Ainsi, l'<inconscient> n'est pas la simple <inconscience>, même celle pourtant déterminante des "petites impressions" inaperçues évoquées par Leibniz, mais le registre du lacunaire, et de la résistance de certains faits psychiques à la prise de conscience du lacunaire : l'inconscient, c'est ce qui résiste à la conscience (et à l'effort d'attention dont nous parlions plus haut), ce qui "refuse" d'accéder à la conscience. Et la "réminiscence" dont fait preuve l'hystérique a donc le sens d'un symptôme, puisqu'elle est le signe pathologique "parasite" qui atteste de l'activité du refoulé : elle a en effet le sens d'un "retour du refoulé", ou, si l'on préfère, d'une fixation parasite au passé. Pour faire comprendre le rôle joué par cet attachement pathologique au passé, Freud propose de le comparer à l'attitude étrange « d'un habitant de Londres qui, aujourd'hui encore, s'arrêterait mélancoliquement devant le monument du convoi funèbre de la reine Éléonore » (XIIIe siècle), ou encore « d'un autre qui pleurerait devant « le monument » la destruction de la ville » par le grand incendie de 1666 (première des Cinq leçons sur la psychanalyse). Les hystériques, tels ces étranges londoniens, sont victimes d'un passé qui ne passe pas. Ils souffrent d'une indigestion du passé. Freud dit : ils souffrent de réminiscence.

...Pour en venir à votre question, il faudrait donc au moins tenir compte de cette différence fondamentale entre les déterminations inconscientes au sens large (ce que nous avons appelé ci-dessus l'<inconscience>), et les effets de l'inconscient au sens psychanalytique. Mais ce n'est pas facile en peu de mots, car votre question est en fait multiforme : vous vous demandez en effet (1) comment nous sélectionnons nos souvenirs, puis (2) si «
nos facilités dans certains domaines (musique, mathématiques, littérature, culture, ...) sont [...] les conséquences de la mémoire traitée par l'inconscient », et finalement (3) si nous sommes « susceptibles d'être jugés par notre inconscient ? ». A vrai dire, cela fait bien trois questions distinctes, même si on comprend bien qu'elles sont liées...

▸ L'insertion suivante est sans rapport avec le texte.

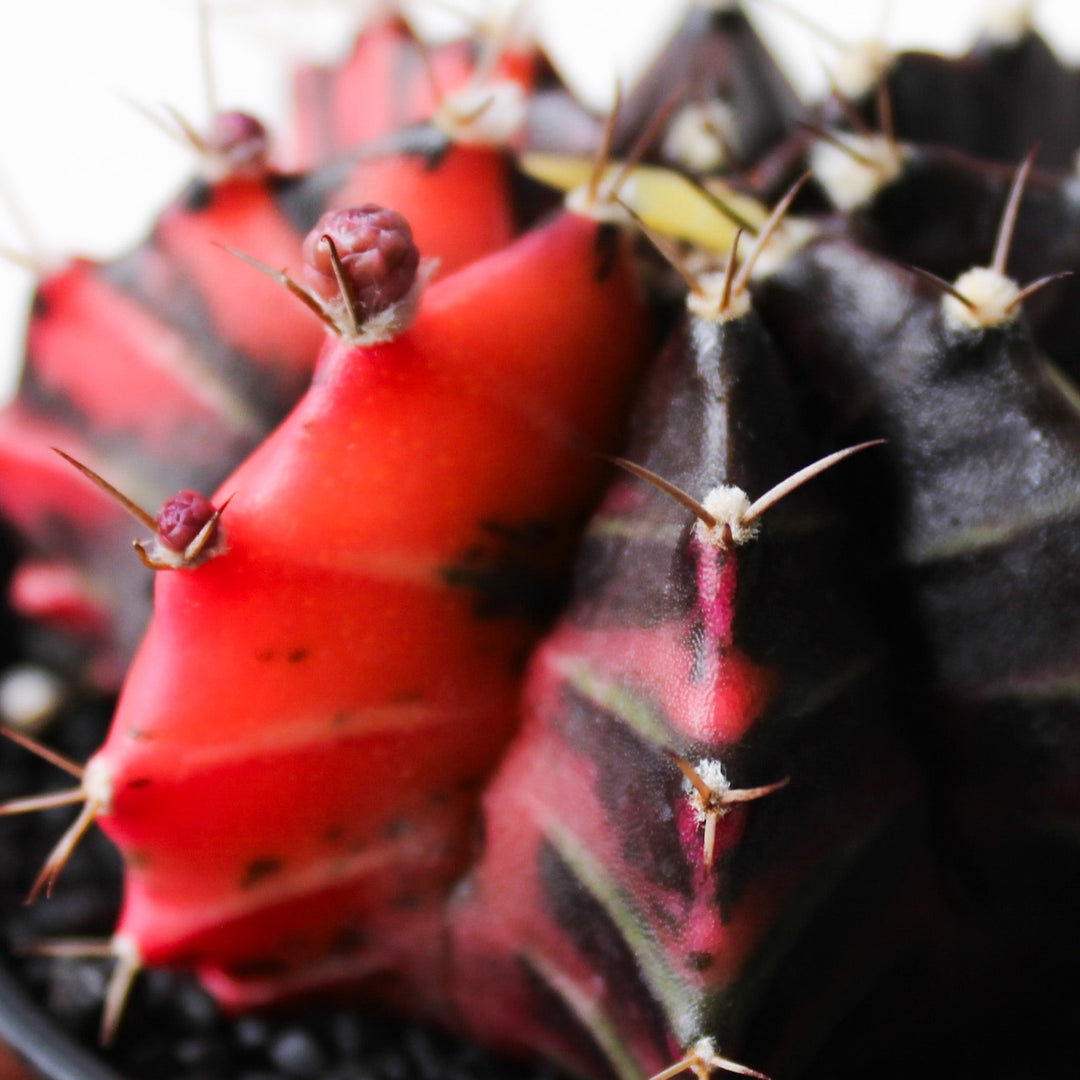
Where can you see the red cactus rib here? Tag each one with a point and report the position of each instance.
(282, 781)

  1. C'est probablement, du fait de son amplitude, la question qui mériterait les plus longs développements. On pourrait dire, brièvement, que la vie psychique consciente provient en partie de nous, mais qu'elle provient tout autant d'une activité inconsciente, dans l'un ou l'autre des sens du terme. Difficile de développer davantage dans le cadre de ce courrier. Voyez tout de même ce message dans le courrier de Philia.

  2. La notion de « facilité » que vous utilisez dans votre deuxième question n'est pas une notion si... facile ! Elle tient probablement à des dispositions naturelles (Platon évoquait ainsi un « naturel philosophe », une sorte de "terrain" prédisposant à philosopher !), mais aussi, et sans doute surtout, (a) aux influences sociales : J.-S. Bach appartenait à une longue lignée de musiciens, et plusieurs de ses enfants ont également composé ; de même, le papa du jeune Mozart a bien facilité le développement du génie musical de son rejeton ; (b) à des "déterminants intrapsychiques" en grande partie inconscients (à nouveau dans les deux sens du terme). Vaste sujet, donc, là aussi...

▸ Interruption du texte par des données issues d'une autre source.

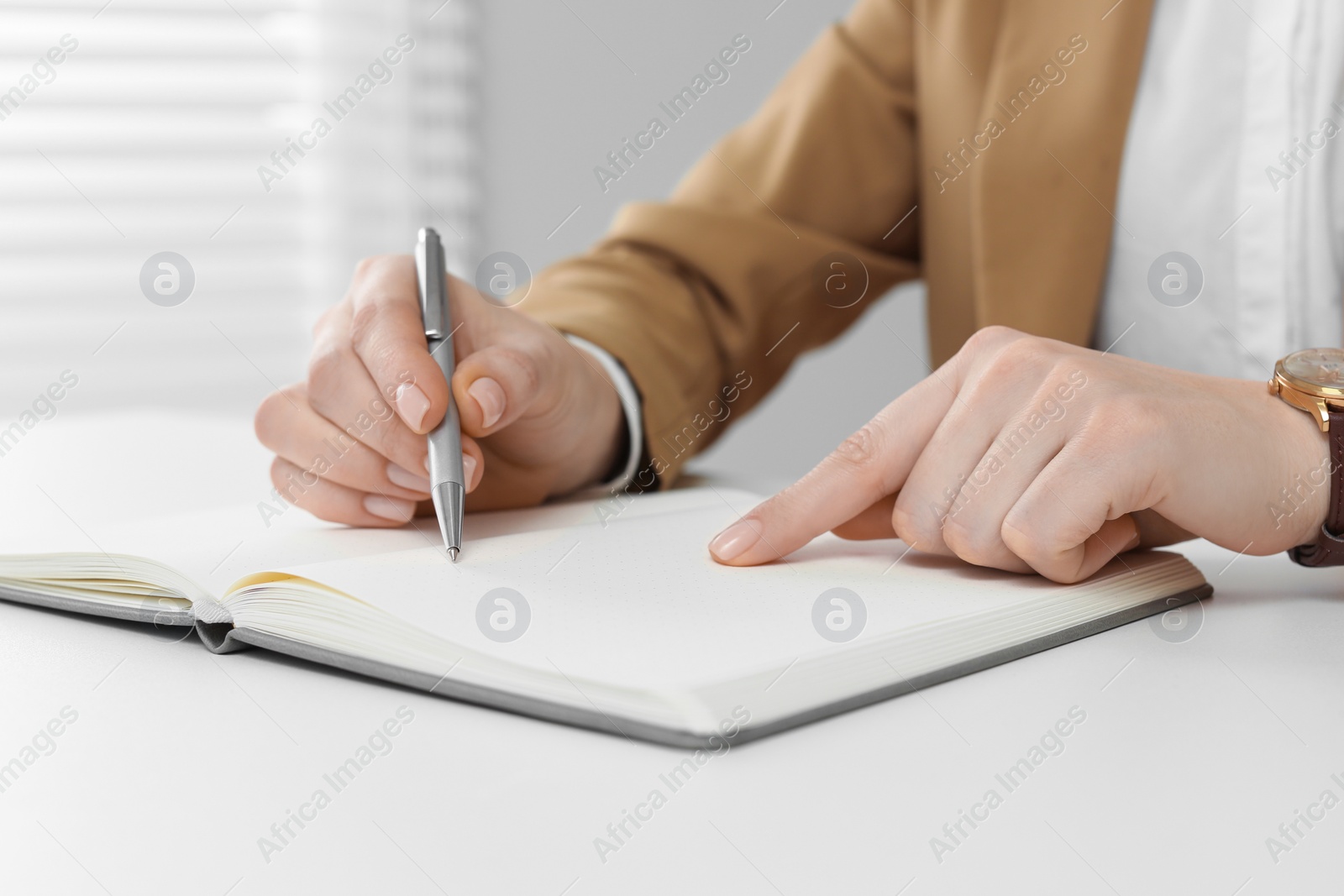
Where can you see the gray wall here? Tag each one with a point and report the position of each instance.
(566, 81)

  3. Enfin, sommes-nous jugés par notre inconscient ? Ainsi formulée, la question ne manque pas d'être paradoxale. En effet, "notre inconscient", c'est nous, aussi ! Un psychanalyste vous répondrait peut-être en termes un peu techniques : cette fonction de "juge" revient en effet au surmoi, instance en grande partie inconsciente qui se charge de punir ou de féliciter le moi, selon ses orientations, et notamment sa plus ou moins grande complaisance à l'égard des exigences pulsionnelles du ça. Le surmoi, vous expliquerait-il encore, est l'intériorisation des exigences et des interdits parentaux. Ayant cette origine, il est donc plus ou moins exigeant et plus ou moins sévère...

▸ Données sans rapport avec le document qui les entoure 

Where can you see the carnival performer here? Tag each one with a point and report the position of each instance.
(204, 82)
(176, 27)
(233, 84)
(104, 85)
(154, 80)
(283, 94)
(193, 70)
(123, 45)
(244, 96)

Bref, vous avez sans doute compris que vos questions étaient assez difficile, sans doute plus que vous ne l'imaginiez ;-))

Pour finir : sur la notion d'inconscient, vous n'êtes pas le premier à vous méprendre. On se souvient d'une célèbre visite d'André Breton au cabinet viennois du vieux Docteur Freud. Pour "le pape du surréalisme", il ne faisait pas de doute que « la vie véritable réside dans cette nappe profonde qui affleure à la conscience dans le rêve et l'inspiration ». En quelque sorte, "l'inconscient" de Breton était la muse du poète, et, bien sûr, Freud ne l'entendait pas du tout de cette oreille (même si Freud a écrit sur l'activité artistique) ! N'étant pas sur la même "longueur d'onde", les deux (grands) hommes ne se sont jamais compris...

Voilà : ce sera tout pour aujourd'hui ! Je vous conseille vivement de lire des auteurs pour y voir plus clair... Vous pourriez peut-être commencer par un ouvrage abordable et agréable, pas trop long : les Cinq leçons sur la psychanalyse, par exemple : ce n'est pas la mer à boire (en tout 38 pages au format A4), et comme il s'agit de conférences destinées à un large public, vous ne serez pas noyés par la technicité des propos. Vous pouvez vous procurer cet ouvrage en librairie (aux éditions Payot), ou alors au C.D.I. de votre établissement, ou encore le télécharger gratuitement ici : http://classiques.uqac.ca...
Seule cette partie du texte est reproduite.